Nd添加フッ化アパタイト初期微粉体の微細組織写真 出典:NIMS他

 次に、この粉体をNIMSで焼結をし緻密透明化した。今回は比較的低温でも緻密化が容易な「放電プラズマ焼結法」を用いた。焼結挙動を高度に制御することで、平均粒径がわずか140nmの微細組織を実現。散乱源が極めて少ないセラミックスの作製に成功した。

Nd添加フッ化アパタイト焼結体の微細組織写真 出典:NIMS他
Nd添加フッ化アパタイトの直線透過スペクトル(上図)と散乱スペクトル(下図) 出典:NIMS他

 北見工業大学は、作製した非立方晶系セラミックスを用いてレーザー発振に成功し、レーザー発振出力やスペクトルの評価を行った。吸収パワーに対するレーザー出力効率は約6.5%となった。
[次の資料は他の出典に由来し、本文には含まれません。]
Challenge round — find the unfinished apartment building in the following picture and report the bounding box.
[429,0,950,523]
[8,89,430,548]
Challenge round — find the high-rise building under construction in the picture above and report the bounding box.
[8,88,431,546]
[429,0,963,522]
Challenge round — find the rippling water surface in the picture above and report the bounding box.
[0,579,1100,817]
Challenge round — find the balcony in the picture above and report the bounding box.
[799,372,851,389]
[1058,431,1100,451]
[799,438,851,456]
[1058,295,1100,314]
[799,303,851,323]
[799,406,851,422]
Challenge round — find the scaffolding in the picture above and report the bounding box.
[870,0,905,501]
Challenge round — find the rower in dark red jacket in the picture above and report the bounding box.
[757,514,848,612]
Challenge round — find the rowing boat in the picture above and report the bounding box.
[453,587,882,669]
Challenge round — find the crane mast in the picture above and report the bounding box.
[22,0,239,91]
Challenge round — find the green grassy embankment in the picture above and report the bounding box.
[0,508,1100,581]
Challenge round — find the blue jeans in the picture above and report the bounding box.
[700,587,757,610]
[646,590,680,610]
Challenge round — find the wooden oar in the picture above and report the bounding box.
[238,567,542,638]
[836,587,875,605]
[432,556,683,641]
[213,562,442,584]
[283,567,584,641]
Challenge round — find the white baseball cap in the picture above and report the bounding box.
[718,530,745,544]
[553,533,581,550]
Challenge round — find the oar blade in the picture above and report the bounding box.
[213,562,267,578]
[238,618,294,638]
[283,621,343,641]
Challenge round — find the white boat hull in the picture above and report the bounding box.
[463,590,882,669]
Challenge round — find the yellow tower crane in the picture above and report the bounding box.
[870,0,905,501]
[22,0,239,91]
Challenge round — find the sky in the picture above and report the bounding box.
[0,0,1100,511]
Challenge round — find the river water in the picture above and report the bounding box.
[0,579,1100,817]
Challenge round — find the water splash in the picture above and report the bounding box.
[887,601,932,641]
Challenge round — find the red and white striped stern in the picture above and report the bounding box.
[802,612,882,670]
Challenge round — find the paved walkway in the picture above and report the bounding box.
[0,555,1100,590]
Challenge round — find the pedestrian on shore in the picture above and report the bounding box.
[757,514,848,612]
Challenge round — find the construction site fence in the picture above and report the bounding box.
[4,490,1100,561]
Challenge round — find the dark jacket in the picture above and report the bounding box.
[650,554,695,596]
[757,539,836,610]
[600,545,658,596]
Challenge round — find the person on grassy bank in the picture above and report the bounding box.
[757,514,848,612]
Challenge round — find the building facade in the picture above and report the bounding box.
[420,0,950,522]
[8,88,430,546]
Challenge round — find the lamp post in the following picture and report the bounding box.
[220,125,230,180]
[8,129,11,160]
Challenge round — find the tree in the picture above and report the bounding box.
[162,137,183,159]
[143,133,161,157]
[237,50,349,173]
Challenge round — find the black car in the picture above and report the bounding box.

左はNd添加フッ化アパタイトのレーザー入出力特性、右はレーザー発振スペクトル 出典:NIMS他

 今回の研究成果により、非立方晶系セラミックスによるレーザー発振を実証し、新たな材料開発の可能性を示した。特に、長波長領域では、粒界散乱がさらに小さくなるため、中赤外レーザー材料としての展開が期待できるとみている。今回用いたフッ化アパタイトについても、粉体合成や焼結条件などの改善に取り組み、単結晶並みのレーザー品質を目指す計画である。